Paleozoic ophiuroid biodiversity is poorly documented globally. Here, we describe the ophiuroid fauna from the Upper Mississippian (Chesterian) Sulphur, IN locality of the Indian Springs Shale Mb. of the Big Clifty Fm. based on disarticulated ossicles picked from fine-grained shale washings. In the past, Paleozoic ophiuroid taxa were described using articulated skeletons that provided little information on ossicle morphology. Our disarticulated material shows unexpectedly high generic diversity while using techniques common in studies of Mesozoic and Cenozoic taxa.

Collected sediment was boiled overnight in a hydrogen peroxide and water bath to separate matrix from skeletal debris. Cleaned sediment was sieved and picked for ophiuroid ossicles, primarily the information rich vertebrae (ossicles coring the arms) and lateral arm plates (LAP, bear spine articulations).
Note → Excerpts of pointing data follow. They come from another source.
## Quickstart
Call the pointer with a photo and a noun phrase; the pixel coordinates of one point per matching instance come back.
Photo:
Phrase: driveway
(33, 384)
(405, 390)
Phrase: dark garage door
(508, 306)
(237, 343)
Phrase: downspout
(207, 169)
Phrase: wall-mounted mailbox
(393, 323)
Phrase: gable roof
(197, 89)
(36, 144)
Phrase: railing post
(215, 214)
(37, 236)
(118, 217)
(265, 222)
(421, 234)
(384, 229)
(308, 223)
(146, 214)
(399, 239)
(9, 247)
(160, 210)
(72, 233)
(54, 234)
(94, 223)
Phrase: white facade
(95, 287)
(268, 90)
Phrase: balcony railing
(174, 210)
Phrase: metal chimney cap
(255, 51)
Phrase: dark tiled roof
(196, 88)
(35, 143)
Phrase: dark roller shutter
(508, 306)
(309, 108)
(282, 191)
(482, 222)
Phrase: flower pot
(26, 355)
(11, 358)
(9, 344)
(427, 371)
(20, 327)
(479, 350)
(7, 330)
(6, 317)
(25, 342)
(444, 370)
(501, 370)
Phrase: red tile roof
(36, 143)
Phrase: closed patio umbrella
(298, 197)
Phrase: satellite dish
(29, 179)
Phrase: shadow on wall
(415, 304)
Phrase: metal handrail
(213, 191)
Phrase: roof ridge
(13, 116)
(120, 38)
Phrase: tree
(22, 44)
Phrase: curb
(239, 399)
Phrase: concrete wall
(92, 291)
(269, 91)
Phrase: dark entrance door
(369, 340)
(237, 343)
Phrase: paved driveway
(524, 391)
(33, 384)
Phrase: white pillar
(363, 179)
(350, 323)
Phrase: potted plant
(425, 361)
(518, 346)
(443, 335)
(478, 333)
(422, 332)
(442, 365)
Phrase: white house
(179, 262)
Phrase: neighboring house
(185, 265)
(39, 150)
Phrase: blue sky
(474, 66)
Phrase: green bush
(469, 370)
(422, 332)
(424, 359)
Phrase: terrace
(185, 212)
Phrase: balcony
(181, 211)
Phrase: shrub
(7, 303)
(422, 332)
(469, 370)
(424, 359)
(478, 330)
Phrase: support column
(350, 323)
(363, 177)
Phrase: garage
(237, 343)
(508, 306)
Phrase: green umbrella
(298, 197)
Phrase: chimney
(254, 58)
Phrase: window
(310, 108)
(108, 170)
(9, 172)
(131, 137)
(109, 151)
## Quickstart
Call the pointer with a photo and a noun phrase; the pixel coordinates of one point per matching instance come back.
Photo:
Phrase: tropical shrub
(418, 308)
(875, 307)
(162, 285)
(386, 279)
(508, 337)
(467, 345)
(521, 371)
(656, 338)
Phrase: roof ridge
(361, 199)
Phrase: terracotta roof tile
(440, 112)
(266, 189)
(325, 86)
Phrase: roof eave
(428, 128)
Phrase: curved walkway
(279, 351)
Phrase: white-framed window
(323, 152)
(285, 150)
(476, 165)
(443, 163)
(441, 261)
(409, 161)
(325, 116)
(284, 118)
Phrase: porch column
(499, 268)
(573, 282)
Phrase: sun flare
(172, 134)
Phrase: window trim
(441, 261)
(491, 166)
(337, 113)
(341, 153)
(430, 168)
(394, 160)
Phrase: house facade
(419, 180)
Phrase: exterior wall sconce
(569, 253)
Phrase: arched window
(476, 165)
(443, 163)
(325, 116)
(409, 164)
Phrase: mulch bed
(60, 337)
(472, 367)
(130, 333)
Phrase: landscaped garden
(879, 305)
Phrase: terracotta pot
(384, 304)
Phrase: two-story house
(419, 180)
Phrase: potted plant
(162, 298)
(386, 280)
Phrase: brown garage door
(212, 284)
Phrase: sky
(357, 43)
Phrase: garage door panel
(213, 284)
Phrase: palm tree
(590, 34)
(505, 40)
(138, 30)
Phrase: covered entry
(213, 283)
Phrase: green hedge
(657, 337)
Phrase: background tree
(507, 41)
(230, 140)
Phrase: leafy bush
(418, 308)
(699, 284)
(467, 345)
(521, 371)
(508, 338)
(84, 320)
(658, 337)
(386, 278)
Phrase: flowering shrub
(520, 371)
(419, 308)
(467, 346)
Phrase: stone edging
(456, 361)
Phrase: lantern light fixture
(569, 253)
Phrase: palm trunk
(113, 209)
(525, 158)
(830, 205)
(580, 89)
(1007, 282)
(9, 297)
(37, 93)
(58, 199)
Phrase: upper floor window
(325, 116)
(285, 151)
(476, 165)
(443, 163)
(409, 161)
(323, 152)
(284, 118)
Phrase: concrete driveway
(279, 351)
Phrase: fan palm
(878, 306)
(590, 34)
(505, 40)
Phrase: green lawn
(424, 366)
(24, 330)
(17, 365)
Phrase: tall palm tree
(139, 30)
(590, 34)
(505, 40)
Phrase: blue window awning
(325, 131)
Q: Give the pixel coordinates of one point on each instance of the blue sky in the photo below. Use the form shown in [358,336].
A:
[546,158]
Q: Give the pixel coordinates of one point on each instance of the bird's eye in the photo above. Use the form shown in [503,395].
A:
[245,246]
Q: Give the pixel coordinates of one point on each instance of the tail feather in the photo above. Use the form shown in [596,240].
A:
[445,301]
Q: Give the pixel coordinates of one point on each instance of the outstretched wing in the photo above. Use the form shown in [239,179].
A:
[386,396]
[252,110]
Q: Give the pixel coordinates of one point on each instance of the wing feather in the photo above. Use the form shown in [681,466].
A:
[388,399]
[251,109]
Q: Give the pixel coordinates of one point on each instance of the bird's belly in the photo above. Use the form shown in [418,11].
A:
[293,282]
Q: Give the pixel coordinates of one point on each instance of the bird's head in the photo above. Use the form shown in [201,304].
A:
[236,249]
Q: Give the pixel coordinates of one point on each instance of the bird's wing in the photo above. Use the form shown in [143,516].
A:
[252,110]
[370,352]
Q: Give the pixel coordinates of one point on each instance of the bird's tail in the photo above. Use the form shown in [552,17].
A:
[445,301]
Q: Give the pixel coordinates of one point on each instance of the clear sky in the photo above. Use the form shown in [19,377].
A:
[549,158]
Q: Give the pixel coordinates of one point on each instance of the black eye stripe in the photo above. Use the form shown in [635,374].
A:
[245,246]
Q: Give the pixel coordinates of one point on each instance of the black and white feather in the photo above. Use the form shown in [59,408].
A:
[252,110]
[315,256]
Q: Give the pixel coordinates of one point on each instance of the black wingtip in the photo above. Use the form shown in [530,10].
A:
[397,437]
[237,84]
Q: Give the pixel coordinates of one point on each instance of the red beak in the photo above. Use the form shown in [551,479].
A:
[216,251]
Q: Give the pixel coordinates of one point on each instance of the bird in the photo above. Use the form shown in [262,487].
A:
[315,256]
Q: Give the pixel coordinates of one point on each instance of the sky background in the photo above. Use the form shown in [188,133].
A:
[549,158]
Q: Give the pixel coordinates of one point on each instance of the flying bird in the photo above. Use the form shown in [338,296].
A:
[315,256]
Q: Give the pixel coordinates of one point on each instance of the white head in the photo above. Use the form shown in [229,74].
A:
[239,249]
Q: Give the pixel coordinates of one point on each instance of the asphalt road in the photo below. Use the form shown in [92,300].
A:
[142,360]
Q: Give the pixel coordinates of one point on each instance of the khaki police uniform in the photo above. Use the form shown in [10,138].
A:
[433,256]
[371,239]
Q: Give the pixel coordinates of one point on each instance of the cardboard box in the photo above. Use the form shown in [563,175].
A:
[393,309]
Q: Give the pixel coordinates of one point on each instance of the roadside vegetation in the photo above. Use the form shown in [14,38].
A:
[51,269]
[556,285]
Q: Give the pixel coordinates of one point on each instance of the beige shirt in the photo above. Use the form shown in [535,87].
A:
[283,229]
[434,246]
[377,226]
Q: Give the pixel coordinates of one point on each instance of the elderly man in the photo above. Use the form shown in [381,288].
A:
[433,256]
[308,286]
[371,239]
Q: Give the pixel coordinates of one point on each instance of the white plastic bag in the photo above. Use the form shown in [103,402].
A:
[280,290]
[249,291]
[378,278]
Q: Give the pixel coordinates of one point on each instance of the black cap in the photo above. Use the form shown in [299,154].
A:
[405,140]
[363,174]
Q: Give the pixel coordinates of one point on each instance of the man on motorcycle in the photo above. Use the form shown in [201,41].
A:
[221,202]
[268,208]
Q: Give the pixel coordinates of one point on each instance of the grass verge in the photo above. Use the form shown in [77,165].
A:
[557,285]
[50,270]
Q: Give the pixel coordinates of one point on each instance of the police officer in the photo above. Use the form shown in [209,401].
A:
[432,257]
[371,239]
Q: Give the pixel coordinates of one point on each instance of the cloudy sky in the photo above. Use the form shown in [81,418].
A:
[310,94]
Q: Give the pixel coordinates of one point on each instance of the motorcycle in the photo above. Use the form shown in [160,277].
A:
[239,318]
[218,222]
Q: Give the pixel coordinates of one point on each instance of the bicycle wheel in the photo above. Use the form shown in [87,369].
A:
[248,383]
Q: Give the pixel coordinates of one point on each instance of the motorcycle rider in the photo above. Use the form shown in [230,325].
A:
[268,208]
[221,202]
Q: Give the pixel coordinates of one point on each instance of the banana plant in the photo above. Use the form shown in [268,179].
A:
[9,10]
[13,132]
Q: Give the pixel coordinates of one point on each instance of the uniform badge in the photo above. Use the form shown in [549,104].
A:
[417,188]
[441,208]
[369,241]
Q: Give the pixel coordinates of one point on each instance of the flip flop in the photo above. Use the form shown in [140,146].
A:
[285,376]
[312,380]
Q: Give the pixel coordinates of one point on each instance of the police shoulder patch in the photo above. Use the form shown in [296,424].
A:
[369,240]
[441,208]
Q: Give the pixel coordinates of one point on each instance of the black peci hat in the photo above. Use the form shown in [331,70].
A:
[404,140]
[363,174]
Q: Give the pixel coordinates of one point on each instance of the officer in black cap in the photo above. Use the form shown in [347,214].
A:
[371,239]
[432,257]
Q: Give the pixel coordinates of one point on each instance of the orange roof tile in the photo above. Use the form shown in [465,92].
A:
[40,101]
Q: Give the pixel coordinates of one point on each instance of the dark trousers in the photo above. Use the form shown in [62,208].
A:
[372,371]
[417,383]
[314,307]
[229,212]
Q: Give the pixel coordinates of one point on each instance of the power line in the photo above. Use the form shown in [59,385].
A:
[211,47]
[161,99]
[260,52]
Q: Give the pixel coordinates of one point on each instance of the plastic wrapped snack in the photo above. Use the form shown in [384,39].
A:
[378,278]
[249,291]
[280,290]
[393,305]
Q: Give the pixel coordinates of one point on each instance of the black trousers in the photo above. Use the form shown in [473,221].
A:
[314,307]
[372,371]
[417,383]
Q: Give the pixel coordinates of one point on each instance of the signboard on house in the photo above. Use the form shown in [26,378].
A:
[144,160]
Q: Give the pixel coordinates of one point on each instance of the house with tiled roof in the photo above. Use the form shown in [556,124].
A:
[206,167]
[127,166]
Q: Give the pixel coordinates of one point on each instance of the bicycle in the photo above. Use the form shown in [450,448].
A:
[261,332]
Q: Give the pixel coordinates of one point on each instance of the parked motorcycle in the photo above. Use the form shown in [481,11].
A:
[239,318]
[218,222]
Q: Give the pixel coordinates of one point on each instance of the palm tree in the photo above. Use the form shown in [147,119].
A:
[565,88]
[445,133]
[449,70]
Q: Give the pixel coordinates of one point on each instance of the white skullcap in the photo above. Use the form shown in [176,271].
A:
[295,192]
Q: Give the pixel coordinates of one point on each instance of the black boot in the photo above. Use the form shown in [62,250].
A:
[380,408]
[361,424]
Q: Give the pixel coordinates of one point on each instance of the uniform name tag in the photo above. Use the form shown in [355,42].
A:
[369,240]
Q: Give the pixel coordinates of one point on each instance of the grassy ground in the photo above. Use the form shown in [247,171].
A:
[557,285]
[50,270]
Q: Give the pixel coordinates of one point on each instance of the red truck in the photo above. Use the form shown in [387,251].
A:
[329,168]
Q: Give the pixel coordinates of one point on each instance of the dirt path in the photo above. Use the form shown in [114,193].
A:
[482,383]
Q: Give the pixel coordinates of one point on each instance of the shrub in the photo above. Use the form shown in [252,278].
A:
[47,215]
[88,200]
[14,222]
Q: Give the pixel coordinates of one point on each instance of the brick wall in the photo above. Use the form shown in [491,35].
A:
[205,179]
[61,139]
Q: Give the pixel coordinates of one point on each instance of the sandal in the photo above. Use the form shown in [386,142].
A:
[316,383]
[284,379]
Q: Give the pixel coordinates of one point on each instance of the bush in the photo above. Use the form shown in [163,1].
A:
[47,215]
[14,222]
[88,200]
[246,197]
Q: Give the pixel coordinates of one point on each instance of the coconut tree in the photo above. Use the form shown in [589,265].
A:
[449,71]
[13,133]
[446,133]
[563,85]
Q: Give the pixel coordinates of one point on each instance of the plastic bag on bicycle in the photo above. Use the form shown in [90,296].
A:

We recovered at least five ophiuroid taxa from washed residues including at least two different species of furcasterid and one eospondylid species from both vertebrae and LAPs, an Onychaster-type species currently known from a LAP, and a modern type species currently known from only vertebrae. Furcasterid type 1 vertebrae are rectangular, slightly longer than wide with a distinct median groove and are correlated with J-shaped LAPs with large identifiable spine articulations. Type 2 furcasterid vertebrae are rectangular in lateral view and triangular in cross-section with large conspicuous podial basins. They are associated with more robust LAPs with a rhombus shape in lateral view and possess fewer spine articulations. Rounded “ear-like” LAPs with less-noticeable spine articulations and a concave inner surface are attributed to an Onychaster-type taxon. Eospondylid vertebrae are wider than tall in both lateral and cross-sectional view with a large central nerve opening and clearly defined podial basins. Their associated LAPs are fan shaped with small spines lining the distal edge. Modern type vertebrae are rectangular, slightly longer than wide, have a distinct median groove, and large dorsal and ventral processes. While their vertebrae are relatively abundant, their non-descript associated LAPs have yet to be recognized. Future work will identify these species and infer relationships among Paleozoic and Recent ophiuroids.